Vladimir Putin will be the czar of all the Russians for another decade and more. Only health appears likely to change the course upon which he now sails.
The questions for the U.S. and its global allies are clear: What does this mean for Russian grand strategy? How can they construct a modus vivendi with Putin and Russia?
Much like President Xi Jinping in China, Putin will now be able to shape events and planning indefinitely. This will mean many of his personal priorities will continue to drive Russian policy. One has been his penchant for putting very serious pressure on weak neighbors, trying to recreate the group of buffer states (what Russians call the “near abroad”) that the Soviet Union enjoyed in the Warsaw Pact countries.

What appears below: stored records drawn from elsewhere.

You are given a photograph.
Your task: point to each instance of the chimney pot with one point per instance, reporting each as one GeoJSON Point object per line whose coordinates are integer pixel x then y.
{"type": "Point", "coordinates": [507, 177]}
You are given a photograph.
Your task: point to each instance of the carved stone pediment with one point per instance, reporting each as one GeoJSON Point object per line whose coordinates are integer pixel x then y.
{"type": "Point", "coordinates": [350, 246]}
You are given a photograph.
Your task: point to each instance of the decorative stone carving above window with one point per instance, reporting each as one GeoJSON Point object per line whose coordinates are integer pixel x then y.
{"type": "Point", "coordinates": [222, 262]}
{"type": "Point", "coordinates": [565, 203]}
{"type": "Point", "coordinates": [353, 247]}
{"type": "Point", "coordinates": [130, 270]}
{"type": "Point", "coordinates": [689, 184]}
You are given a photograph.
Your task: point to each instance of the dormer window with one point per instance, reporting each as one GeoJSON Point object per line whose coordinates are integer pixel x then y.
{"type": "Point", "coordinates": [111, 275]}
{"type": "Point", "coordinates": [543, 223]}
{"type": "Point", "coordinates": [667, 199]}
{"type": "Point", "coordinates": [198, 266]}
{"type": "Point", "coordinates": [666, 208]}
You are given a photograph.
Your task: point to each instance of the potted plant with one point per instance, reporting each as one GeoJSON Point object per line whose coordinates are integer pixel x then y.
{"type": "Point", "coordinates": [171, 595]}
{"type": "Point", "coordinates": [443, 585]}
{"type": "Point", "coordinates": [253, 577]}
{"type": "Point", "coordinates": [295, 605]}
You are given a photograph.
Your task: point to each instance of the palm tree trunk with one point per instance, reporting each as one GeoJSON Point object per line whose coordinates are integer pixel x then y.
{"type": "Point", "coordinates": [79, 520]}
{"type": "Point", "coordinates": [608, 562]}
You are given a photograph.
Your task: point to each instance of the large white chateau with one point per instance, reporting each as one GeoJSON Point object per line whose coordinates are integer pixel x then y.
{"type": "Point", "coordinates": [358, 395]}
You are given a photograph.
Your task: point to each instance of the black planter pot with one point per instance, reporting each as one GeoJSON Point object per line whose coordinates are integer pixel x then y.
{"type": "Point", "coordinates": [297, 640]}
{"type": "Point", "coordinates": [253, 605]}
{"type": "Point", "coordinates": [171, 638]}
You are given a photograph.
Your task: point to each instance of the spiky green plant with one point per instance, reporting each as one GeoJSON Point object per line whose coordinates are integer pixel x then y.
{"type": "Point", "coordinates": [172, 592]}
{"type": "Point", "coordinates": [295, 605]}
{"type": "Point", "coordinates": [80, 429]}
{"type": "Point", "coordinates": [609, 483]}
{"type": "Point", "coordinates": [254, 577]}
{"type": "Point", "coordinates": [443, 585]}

Countries such as Ukraine and Georgia (both now invaded and partly occupied by Russian troops); Belarus; the “stans” of Central Asia; and Armenia will feel long-term pressure to join Russian-led customs arrangements, and receive political pressure to align themselves with Putin’s political and diplomatic moves.

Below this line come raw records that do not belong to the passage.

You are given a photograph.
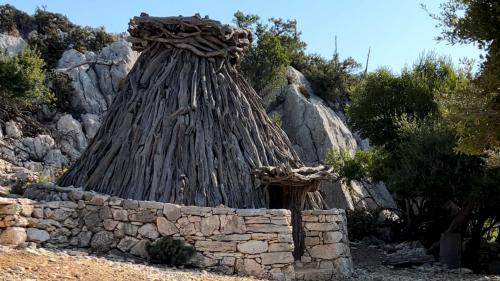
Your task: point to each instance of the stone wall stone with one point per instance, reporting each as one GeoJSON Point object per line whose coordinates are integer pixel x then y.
{"type": "Point", "coordinates": [326, 243]}
{"type": "Point", "coordinates": [255, 242]}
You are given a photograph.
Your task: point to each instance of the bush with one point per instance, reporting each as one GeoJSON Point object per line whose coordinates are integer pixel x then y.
{"type": "Point", "coordinates": [169, 251]}
{"type": "Point", "coordinates": [61, 85]}
{"type": "Point", "coordinates": [362, 165]}
{"type": "Point", "coordinates": [361, 223]}
{"type": "Point", "coordinates": [22, 78]}
{"type": "Point", "coordinates": [331, 80]}
{"type": "Point", "coordinates": [53, 33]}
{"type": "Point", "coordinates": [265, 61]}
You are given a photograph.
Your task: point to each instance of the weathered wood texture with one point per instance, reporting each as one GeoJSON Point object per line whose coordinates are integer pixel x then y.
{"type": "Point", "coordinates": [297, 184]}
{"type": "Point", "coordinates": [185, 127]}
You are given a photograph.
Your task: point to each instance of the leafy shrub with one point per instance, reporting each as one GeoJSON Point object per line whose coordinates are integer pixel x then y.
{"type": "Point", "coordinates": [53, 33]}
{"type": "Point", "coordinates": [276, 119]}
{"type": "Point", "coordinates": [361, 165]}
{"type": "Point", "coordinates": [22, 78]}
{"type": "Point", "coordinates": [169, 251]}
{"type": "Point", "coordinates": [333, 79]}
{"type": "Point", "coordinates": [277, 45]}
{"type": "Point", "coordinates": [19, 187]}
{"type": "Point", "coordinates": [61, 85]}
{"type": "Point", "coordinates": [15, 22]}
{"type": "Point", "coordinates": [361, 223]}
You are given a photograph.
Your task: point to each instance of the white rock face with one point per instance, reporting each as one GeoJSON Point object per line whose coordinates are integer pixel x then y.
{"type": "Point", "coordinates": [12, 129]}
{"type": "Point", "coordinates": [38, 146]}
{"type": "Point", "coordinates": [13, 236]}
{"type": "Point", "coordinates": [11, 45]}
{"type": "Point", "coordinates": [91, 123]}
{"type": "Point", "coordinates": [97, 83]}
{"type": "Point", "coordinates": [314, 128]}
{"type": "Point", "coordinates": [73, 139]}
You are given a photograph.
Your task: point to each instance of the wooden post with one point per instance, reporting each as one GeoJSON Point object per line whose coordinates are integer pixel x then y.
{"type": "Point", "coordinates": [294, 200]}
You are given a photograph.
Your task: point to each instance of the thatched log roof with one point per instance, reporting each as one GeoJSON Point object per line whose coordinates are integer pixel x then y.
{"type": "Point", "coordinates": [287, 177]}
{"type": "Point", "coordinates": [204, 37]}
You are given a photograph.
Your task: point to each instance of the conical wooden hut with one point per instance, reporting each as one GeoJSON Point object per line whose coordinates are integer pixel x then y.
{"type": "Point", "coordinates": [186, 128]}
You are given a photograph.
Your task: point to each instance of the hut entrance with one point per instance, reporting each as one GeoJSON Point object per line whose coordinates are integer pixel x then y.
{"type": "Point", "coordinates": [288, 189]}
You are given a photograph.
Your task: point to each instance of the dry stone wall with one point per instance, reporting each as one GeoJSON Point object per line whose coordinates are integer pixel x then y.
{"type": "Point", "coordinates": [255, 242]}
{"type": "Point", "coordinates": [326, 241]}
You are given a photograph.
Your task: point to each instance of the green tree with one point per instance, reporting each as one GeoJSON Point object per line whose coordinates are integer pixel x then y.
{"type": "Point", "coordinates": [22, 78]}
{"type": "Point", "coordinates": [384, 97]}
{"type": "Point", "coordinates": [275, 48]}
{"type": "Point", "coordinates": [52, 33]}
{"type": "Point", "coordinates": [475, 111]}
{"type": "Point", "coordinates": [333, 80]}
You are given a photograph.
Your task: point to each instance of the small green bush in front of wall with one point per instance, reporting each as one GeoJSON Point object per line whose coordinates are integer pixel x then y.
{"type": "Point", "coordinates": [169, 251]}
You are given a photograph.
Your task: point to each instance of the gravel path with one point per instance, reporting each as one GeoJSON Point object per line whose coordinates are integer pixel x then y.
{"type": "Point", "coordinates": [41, 264]}
{"type": "Point", "coordinates": [368, 267]}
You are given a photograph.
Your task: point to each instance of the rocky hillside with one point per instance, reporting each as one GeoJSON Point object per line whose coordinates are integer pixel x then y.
{"type": "Point", "coordinates": [315, 128]}
{"type": "Point", "coordinates": [95, 78]}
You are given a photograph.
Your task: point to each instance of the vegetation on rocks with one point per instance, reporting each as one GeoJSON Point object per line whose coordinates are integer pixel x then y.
{"type": "Point", "coordinates": [169, 251]}
{"type": "Point", "coordinates": [22, 78]}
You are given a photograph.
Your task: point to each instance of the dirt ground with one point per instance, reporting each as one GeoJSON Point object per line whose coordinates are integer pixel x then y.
{"type": "Point", "coordinates": [39, 264]}
{"type": "Point", "coordinates": [43, 265]}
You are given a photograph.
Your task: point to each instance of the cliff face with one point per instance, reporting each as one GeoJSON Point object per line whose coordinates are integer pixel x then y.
{"type": "Point", "coordinates": [314, 128]}
{"type": "Point", "coordinates": [95, 78]}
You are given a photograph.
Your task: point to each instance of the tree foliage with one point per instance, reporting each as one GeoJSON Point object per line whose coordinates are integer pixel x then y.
{"type": "Point", "coordinates": [22, 78]}
{"type": "Point", "coordinates": [383, 97]}
{"type": "Point", "coordinates": [276, 46]}
{"type": "Point", "coordinates": [333, 80]}
{"type": "Point", "coordinates": [475, 111]}
{"type": "Point", "coordinates": [52, 33]}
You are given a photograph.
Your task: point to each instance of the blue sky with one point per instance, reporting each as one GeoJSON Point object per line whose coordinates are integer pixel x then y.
{"type": "Point", "coordinates": [398, 31]}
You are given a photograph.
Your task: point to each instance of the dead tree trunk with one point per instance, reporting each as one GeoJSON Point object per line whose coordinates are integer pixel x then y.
{"type": "Point", "coordinates": [185, 127]}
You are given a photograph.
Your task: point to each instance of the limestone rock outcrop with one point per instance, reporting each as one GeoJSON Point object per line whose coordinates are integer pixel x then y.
{"type": "Point", "coordinates": [96, 77]}
{"type": "Point", "coordinates": [314, 128]}
{"type": "Point", "coordinates": [11, 45]}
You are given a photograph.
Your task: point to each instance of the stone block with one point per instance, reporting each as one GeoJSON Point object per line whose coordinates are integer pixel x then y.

Look also for Putin to consolidate his recent gains in the Middle East. With the advantage of a lengthened timeline, he will probably approach Iran with an offer to mediate its feud with the West — on terms that will be helpful to Russia in terms of oil flows. Knowing he needs cash to keep the increasingly restive Russian population appeased, he will be unlikely to take responsibility for reconstruction of Syria, to the disappointment of his erstwhile ally, President Bashar al-Assad. Instead, expect him to work on Saudi Arabia’s Crown Prince Mohammad Bin Salman to find the money to do so. His new timeline allows him to work closely with the next generation of Gulf leaders and Iran.